Fue el silencio, en un sentimiento indefinido y andrógino, que en forma de explosión ciega inundó todo mi alrededor con un sonido rojo agonizante, sin darme tiempo a fijarme en nada que no fuese mi propio estupor.
Era una punzada en el pecho, porque lo que parecía real fue cierto, las cosas sucedieron, así que tuve que relativizar la distancia hasta los cuerpos difusos de mi entorno, y entre el vapor denso que llenaba el espacio inmediato no pude ver nada.
Traté de abrirme paso, sin corromperme, y cada mañana al recuperar la consciencia después de caer abatido por el insomnio comprobaba que había dejado de creer un poco más, y aún sabiendo que quedaba atrás lo más hermoso de mi juventud prometí hacer a cada instante lo correcto.
La idealización y el orgullo son el peor de los venenos.

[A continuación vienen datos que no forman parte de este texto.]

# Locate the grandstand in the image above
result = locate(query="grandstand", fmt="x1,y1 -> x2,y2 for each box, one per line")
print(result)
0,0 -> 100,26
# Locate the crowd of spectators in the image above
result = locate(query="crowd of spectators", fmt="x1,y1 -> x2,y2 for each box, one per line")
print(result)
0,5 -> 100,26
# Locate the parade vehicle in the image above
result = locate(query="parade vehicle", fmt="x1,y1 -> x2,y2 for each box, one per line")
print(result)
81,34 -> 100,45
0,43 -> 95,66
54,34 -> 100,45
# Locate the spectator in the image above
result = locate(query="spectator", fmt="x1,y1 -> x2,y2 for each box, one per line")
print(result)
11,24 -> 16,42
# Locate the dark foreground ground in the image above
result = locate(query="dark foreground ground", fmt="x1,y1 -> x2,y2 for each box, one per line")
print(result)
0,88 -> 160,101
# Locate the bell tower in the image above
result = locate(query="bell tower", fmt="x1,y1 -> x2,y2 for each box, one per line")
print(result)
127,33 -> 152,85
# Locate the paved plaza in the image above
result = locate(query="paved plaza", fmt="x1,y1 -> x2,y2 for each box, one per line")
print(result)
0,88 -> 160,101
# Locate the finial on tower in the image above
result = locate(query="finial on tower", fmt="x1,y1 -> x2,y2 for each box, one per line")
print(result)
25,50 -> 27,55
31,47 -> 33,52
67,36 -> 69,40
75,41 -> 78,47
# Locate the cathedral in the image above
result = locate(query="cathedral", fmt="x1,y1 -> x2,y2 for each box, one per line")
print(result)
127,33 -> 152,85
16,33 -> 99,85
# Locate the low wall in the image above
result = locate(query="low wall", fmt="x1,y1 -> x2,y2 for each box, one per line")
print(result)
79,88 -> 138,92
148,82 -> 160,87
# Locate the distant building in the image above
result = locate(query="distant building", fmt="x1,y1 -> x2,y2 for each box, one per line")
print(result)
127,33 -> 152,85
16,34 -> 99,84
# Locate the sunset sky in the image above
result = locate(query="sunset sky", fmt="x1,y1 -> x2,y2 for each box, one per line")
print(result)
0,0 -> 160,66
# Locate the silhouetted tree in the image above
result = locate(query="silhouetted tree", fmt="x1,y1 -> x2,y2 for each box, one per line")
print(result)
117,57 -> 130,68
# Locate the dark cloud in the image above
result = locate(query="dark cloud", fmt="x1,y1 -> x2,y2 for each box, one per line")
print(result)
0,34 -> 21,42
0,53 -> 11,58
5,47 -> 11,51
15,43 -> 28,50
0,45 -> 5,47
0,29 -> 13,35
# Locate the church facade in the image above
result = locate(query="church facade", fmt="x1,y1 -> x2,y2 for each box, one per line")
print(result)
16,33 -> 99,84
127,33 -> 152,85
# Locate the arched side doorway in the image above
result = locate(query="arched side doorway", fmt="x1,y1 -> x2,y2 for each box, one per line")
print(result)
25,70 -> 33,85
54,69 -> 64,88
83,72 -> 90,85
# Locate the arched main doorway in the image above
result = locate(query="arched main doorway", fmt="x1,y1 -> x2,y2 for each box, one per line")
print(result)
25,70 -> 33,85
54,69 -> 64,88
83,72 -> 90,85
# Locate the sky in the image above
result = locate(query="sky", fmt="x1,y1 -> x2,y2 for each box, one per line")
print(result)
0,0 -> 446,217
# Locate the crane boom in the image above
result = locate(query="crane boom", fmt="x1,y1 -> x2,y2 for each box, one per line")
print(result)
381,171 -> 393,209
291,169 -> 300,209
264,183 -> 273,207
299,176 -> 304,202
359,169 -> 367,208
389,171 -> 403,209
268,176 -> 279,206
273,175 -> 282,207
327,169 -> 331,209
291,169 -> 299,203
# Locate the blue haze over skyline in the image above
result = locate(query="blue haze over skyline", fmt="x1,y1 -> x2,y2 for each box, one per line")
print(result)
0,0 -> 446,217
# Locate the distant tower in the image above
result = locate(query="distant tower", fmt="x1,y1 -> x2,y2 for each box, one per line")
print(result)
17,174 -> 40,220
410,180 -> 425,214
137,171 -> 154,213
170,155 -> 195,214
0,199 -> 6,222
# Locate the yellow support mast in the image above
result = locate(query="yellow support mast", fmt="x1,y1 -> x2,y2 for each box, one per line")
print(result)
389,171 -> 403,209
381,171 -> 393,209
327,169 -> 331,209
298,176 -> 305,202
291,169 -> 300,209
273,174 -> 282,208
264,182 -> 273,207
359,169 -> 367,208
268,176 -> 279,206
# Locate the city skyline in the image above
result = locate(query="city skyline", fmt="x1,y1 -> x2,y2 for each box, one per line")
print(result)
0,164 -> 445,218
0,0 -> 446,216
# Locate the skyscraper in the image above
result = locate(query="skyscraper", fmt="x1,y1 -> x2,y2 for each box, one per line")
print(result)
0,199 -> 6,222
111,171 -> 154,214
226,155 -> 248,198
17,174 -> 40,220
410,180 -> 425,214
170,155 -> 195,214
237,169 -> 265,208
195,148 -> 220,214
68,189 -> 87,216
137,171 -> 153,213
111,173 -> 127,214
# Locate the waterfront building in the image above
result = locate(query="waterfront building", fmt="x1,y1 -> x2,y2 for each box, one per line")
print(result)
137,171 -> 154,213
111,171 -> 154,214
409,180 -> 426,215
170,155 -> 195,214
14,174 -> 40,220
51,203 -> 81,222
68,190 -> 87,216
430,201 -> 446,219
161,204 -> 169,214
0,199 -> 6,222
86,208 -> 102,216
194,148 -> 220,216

La melodía se estropea y no queda ningún color que la lluvia no haya arrastrado, difuminándolo hasta el más gris de los tonos que mueren.
No llego a ver por qué nace una emoción tan profunda de nostalgia hacia un instante que todavía no entiendo que haya terminado; y supongo que tendrá que ser así, que mientras lloro y escribo esta mierda la melancolía hacia el sentimiento de amor verdadero me explica que algo ha muerto.
Por fin el verano termina y el ego no duerme en casa. Ordeno las ideas y priorizo lo que es de solución inmediata. Asumo un nuevo rol, que consiste en hacer aún mejor lo que ya hacía correctamente. Me fundo en un espacio tranquilo, de conciencia líquida y de sonido dulce al llegar a la cama, y pienso en esa canción preciosa mientras con lágrimas en los ojos me debato entre belleza o verdad.